春のデトックス食材「筍」を中医学で読み解く

春になると食卓に並ぶ*タケノコ。
シャキッとした食感とほのかな苦味が特徴ですが、中医学ではこの「春の味覚」に明確な役割があると考えます。

結論から言うと、筍は「体にこもった熱と余分なものを外に出す食材」です。

中医学では食材を「性味」と「帰経」で捉えます。

  • 性(せい):寒(冷やす)
  • 味(み):甘・微苦
  • 帰経(作用する臓):肺・胃・大腸

つまり筍は、
呼吸器・消化器・腸の働きを整えながら、余分な熱や滞りを排出する食材です。

春は気温上昇とともに、体内にも「熱」がこもりやすい時期。
筍はこれを冷まし、「口の渇き、ほてり、ニキビ・吹き出物」などの改善に役立つとされます。

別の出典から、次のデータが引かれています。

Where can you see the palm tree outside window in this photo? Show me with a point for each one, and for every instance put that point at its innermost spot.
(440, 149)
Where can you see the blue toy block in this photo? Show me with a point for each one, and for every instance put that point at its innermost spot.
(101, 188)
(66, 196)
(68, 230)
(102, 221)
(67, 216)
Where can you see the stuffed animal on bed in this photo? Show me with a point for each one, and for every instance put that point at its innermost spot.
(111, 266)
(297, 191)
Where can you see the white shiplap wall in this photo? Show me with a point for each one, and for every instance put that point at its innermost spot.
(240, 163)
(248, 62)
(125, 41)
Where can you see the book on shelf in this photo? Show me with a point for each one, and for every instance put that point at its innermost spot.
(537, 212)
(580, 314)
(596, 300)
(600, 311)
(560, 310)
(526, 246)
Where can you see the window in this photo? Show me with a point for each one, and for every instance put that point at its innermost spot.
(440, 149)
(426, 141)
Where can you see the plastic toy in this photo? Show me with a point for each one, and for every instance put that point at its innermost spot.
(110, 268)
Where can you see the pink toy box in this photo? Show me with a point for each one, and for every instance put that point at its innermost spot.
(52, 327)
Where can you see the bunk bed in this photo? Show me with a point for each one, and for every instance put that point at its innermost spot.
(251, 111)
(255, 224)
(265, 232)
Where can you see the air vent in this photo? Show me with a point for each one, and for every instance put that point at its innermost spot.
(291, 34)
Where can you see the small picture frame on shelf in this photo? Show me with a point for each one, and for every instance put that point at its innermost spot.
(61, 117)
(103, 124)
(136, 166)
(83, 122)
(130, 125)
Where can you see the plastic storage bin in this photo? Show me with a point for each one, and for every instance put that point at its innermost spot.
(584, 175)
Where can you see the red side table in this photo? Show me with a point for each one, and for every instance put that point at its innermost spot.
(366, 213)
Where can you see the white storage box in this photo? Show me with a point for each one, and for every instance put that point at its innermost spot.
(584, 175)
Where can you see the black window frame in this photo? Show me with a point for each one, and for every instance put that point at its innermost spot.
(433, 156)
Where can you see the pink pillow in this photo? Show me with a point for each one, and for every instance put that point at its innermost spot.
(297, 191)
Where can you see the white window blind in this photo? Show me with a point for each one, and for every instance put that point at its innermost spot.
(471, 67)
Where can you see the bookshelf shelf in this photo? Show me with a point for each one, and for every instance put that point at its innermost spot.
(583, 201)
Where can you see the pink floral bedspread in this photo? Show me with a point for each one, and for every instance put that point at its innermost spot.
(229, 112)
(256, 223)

また筍は、単なる痰だけでなく体内にたまった余分な水分や老廃物外に出し、喉の違和感、体の重だるさ、むくみ

などの軽減に働きます。

さらに食物繊維が豊富な筍は、腸を潤し動かす作用があため、便秘傾向の改善、腸内の滞り解消に効果があります。

春の「ため込みやすさ」をリセットする役割です。

 

春は「肝」が活発になる季節。

同時に、気の巡りが乱れやすい、体に不要なものが溜まりやすいという特徴があります。

ここで筍のような「軽く・苦味があり・排出を促す食材」を食べることで、冬に溜め込んだものを外へ出す新陳代謝をスムーズにするという流れを作ります。

食べ方のポイントとしては、

えぐみ=排出力の強さなので、 下茹でして適度に調整する。

冷えやすい人は加熱調理をしっかりした方が良いので、 煮物・汁物が良い。

油と合わせるとバランスが取れるため、 炒め物もおすすめです。

 

筍は「寒性」があるため、冷え性が強い、胃腸が弱く下しやすい方は食べ過ぎに注意。
温性の食材(生姜など)と合わせるとバランスが取れます。

 

筍は単なる春の味覚ではなく、体の熱を冷ます 老廃物を排出する 腸を整える、

という春特有の体調変化に対応する理にかなった食材です。

季節に合わせて食べることで、体も自然のリズムに無理なく順応していきます。

春はぜひ、筍で内側の整理をしてみてください。